The Good Stuff: Body Issue

I know I need to be more positive about myself. I spend a lot of time beating myself up, which isn't exactly healthy. Today I am making a list. A list of things that can I go to on the down days and say to myself, "see, it's not so bad." Here's the list of the things I like about my body.

I have good hair. It's thick and generally behaves. It has a  little curl to it and is easy to control. One day I'll let myself go grey, but, for now, I maintain the brunette I've been all of my life. When I was younger, I viewed my hair as a chore; I wasn't interested in the feathered haircuts that were so popular when I was in high school. Now I know that I can just let my hair dry and it'll be fine. I would say that I would have saved a lot of time in high school if I knew that, but I really didn't put too much work into it, even then.

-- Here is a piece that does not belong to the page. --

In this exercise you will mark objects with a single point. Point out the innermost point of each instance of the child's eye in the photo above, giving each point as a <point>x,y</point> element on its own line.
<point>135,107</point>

I have good skin. When I was a teen, it remained mostly clear and, as a lady of a certain age, it's relatively wrinkle-free. I worry about my neck, but even that it's too bad. I know a big part of it is genetics: I do very little to maintain my skin. I've only recently started moisturizing my face and only I do this when I remember. I do take care of my hands, mostly because my nana warned me that they showed a woman's age.

I have grown to like my smile. This was not always true. I had very crooked teeth as a kid and I felt my lips were oddly shaped. (Why does a kid even think about the shape of their lips? I have no idea, but I felt my bottom lip was too big and my top lip too thin. I was a weirdo.) But HWM loves my smile, which makes me love it more.

I am muscular and strong. This is also something I had to learn to like about myself. I am not a naturally skinny girl, and I will always be a certain size. I am trying to accept my body. I like the definition in my legs. I like that I can go for long walks. I am not a delicate flower but I have no time for that. I'd rather get things done. I need to celebrate my strength.